Ultima Online was one of the first and one of the best MMOs ever released. You can still play it. Everquest was the biggest hit. When that game came out they used up all the bandwith in the San Diego area. They had to change a lot of things because of that game. It was one of the best MMOs ever. You can still play the game.
EVE Online. I think it came before WOW. A massive hit still to this day. Asheron's Call. This was an excellent game but it was not as big a hit as the other MMOs. I am pretty sure you can still play this game.
Horizons. This game came out before WOW, there were massive problems with it and it evolved from a couple of different versions. This was one of the first big flops that you would consider a crappy MMO. It did have an incredible crafting system though.
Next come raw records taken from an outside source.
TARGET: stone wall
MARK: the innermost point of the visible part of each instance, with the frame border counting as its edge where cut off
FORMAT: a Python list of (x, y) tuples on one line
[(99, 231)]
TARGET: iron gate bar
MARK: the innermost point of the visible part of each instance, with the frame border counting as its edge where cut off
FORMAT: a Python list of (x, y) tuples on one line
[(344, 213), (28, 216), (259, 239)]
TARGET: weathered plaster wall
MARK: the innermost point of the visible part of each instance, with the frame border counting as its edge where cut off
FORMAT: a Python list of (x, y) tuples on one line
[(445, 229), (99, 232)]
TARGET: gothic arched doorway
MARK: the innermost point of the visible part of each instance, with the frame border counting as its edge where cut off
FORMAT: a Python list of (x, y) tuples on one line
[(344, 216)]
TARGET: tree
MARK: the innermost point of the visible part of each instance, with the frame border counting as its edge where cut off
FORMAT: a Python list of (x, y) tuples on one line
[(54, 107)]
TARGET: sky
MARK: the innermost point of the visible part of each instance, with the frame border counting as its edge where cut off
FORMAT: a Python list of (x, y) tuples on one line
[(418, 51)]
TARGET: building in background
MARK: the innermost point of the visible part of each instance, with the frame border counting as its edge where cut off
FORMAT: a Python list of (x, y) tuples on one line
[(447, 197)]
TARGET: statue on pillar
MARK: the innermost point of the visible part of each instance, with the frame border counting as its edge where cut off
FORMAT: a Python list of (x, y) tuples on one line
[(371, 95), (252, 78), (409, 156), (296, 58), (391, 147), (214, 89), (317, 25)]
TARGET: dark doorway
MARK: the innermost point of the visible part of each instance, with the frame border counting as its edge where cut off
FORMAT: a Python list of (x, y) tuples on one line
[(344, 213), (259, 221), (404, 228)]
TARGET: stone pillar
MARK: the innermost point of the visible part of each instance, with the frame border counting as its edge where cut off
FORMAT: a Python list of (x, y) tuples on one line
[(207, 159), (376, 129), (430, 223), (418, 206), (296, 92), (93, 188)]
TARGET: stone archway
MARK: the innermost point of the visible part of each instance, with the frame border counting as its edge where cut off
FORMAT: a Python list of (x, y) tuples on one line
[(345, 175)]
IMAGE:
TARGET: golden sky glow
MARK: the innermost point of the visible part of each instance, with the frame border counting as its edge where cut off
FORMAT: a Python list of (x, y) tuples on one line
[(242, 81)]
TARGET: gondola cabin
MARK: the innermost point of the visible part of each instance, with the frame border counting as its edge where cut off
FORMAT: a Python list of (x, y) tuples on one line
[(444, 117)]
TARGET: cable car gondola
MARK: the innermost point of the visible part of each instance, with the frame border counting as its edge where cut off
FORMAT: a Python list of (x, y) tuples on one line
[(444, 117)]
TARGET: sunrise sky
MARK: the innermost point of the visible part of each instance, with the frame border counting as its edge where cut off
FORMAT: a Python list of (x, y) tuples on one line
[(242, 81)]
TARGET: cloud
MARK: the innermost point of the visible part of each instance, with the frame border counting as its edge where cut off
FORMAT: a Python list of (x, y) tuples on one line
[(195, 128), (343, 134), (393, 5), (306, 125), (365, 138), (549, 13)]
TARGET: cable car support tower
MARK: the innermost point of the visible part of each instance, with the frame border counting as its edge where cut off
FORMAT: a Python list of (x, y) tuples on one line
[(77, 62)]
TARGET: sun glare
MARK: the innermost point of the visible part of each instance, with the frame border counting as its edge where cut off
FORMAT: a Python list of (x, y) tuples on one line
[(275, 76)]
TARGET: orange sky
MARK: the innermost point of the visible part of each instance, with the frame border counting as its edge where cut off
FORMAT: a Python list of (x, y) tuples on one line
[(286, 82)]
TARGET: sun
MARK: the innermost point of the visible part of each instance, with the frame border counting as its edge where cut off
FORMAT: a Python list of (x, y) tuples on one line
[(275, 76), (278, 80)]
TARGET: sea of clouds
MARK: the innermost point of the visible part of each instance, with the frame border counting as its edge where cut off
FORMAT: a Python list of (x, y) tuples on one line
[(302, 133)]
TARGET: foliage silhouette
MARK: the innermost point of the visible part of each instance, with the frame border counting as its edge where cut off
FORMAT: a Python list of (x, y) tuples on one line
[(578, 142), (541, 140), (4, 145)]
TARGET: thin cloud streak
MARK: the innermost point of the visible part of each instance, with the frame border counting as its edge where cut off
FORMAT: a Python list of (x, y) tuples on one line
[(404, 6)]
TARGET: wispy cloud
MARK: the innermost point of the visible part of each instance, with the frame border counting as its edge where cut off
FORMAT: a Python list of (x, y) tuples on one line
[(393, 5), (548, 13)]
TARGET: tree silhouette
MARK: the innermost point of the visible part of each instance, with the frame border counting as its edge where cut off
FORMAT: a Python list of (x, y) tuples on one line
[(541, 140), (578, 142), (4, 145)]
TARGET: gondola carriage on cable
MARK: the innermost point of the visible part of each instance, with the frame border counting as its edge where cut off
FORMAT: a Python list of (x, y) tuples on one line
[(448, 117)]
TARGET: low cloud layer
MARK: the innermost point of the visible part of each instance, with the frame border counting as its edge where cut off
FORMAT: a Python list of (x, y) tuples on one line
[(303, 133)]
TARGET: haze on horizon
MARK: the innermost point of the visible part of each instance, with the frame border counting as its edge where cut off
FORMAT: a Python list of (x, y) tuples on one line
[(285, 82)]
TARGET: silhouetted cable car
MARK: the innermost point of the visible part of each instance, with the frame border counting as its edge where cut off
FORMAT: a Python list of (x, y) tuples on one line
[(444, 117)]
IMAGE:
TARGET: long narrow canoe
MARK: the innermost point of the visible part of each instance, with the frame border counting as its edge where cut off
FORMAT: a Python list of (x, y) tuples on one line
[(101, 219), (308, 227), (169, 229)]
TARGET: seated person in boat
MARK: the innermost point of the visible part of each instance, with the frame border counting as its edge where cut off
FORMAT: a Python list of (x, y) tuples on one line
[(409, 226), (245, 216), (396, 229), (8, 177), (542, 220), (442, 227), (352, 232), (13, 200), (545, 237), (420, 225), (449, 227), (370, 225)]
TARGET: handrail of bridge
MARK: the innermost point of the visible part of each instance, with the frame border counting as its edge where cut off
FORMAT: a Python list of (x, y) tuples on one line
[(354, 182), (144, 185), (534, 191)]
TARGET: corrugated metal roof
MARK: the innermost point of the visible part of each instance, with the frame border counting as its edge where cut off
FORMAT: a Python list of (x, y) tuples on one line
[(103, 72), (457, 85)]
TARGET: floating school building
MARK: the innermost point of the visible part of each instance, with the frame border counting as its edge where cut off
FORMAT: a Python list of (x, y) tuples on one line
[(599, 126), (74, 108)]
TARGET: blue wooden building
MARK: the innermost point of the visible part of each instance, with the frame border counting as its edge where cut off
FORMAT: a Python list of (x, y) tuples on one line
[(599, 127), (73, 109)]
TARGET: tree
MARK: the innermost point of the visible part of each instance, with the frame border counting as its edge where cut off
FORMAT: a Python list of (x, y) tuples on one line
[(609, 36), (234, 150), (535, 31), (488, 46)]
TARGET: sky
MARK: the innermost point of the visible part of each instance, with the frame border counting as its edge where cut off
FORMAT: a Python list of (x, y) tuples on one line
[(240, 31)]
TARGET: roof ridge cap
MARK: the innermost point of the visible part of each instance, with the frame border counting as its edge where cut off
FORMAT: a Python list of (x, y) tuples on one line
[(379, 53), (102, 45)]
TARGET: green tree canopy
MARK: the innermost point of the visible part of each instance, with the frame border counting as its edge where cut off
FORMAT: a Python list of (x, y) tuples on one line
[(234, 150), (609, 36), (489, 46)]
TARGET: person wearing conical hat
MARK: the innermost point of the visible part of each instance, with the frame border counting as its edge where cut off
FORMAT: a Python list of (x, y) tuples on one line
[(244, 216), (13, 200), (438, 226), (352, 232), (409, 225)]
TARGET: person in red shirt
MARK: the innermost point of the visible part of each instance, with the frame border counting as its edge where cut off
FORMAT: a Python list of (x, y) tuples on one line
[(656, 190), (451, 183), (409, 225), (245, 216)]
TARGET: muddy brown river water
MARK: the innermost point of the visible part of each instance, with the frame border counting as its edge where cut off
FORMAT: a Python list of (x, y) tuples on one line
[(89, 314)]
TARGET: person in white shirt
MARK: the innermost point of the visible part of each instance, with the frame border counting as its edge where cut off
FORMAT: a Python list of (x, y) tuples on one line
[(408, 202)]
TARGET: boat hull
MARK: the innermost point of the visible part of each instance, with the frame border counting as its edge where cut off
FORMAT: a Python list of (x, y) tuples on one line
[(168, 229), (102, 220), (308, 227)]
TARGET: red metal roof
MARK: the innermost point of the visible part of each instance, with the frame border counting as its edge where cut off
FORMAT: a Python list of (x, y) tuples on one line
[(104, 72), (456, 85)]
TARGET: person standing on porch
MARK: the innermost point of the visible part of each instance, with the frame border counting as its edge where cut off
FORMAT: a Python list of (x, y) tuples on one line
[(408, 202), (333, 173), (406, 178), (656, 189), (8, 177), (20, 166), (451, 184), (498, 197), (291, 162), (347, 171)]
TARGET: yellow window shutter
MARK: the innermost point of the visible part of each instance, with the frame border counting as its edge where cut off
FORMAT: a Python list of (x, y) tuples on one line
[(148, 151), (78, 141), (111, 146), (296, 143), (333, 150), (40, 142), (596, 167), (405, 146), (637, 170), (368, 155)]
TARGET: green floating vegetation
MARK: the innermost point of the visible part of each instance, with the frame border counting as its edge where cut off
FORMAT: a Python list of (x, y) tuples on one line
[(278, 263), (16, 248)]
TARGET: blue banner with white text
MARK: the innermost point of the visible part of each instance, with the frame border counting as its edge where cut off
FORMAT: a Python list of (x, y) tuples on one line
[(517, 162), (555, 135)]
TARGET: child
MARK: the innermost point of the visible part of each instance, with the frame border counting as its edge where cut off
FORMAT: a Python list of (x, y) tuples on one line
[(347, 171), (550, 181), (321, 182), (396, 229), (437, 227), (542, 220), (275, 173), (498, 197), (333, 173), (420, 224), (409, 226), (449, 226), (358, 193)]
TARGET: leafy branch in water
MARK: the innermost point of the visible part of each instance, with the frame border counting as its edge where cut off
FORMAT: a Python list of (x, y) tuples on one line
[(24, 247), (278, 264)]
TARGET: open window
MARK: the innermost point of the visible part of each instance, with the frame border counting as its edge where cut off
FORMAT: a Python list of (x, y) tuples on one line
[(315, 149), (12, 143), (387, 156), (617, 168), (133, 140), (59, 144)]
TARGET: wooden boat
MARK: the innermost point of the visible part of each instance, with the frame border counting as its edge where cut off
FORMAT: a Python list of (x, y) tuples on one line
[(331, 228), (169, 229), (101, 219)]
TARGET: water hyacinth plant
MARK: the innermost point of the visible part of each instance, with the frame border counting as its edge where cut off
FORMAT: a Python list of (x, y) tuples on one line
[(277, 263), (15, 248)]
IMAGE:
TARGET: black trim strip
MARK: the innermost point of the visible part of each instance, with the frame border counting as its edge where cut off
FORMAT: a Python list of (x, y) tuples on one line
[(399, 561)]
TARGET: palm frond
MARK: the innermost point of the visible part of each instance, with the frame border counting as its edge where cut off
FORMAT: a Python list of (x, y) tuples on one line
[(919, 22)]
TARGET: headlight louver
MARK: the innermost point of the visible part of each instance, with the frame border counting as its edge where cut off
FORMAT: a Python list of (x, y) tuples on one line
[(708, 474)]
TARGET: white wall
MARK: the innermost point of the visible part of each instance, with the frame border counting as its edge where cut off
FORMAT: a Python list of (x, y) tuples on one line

SWG. Lots of people were waiting for this MMO and for a few months everything was fine, then people started to leave because there was little to actually do in the game. It was the first big technical flop. You could not even play it the first day. The game had massive bugs that existed until they shut it down. Most people think SWG was a great game, not so. It was never a great game but it did have revolutionary game systems. Too bad they could not get out of their own way. The combat upgrades and NGE gave this game....well, you know the story.
Dark Age of Camelot. This was a pretty big game. You could solo a lot better than in EQ, and lots of EQ people were ready to move on to another game. Another rose colored glasses type of game. Things worked, and it was ok....but not good enough to put it in the same category as EQ or UO. Lineage. This was a huge hit, and I think still is. A very big Asian MMO. It was also the first MMO to have that massive Asian grindy thing going on....plus boobs, oh lots of boobs. Lineage II. I think this was another big game, this one might be the one with the boobs and stuff. Anarchy Online. This was from funcom and was actually a decent MMO. I think you can still play it. Some things worked, some things did not but it was kind of unique at the time. I would not call this game a flop, but I would not call it a huge hit either.
Final Fantasy XI. Big time, massive hit especially over seas. City of Heroes. Huge hit and a suprising hit. This game was always a pretty good game. I think they shut it down this year. Everquest II. This game was SOEs "almost" second huge flop. They had to turn things around real fast in this game. This was the first game where people whined about it being too difficult. It was a lot more like EQ1 when it first came out. Now you cannot really tell the difference between this game and WOW. This was the game that you can draw a line at and say from this point on things started to change.
There were a few other minor games like Runescape (which I think was actually a big hit) and Ragnarok Online...
So before WOW, most of the games were hits. There was not a lot to choose from, so that helped a bit. The big flop fests were Asheron's Call 2, SWG Horizons and EQ2 until they changed it.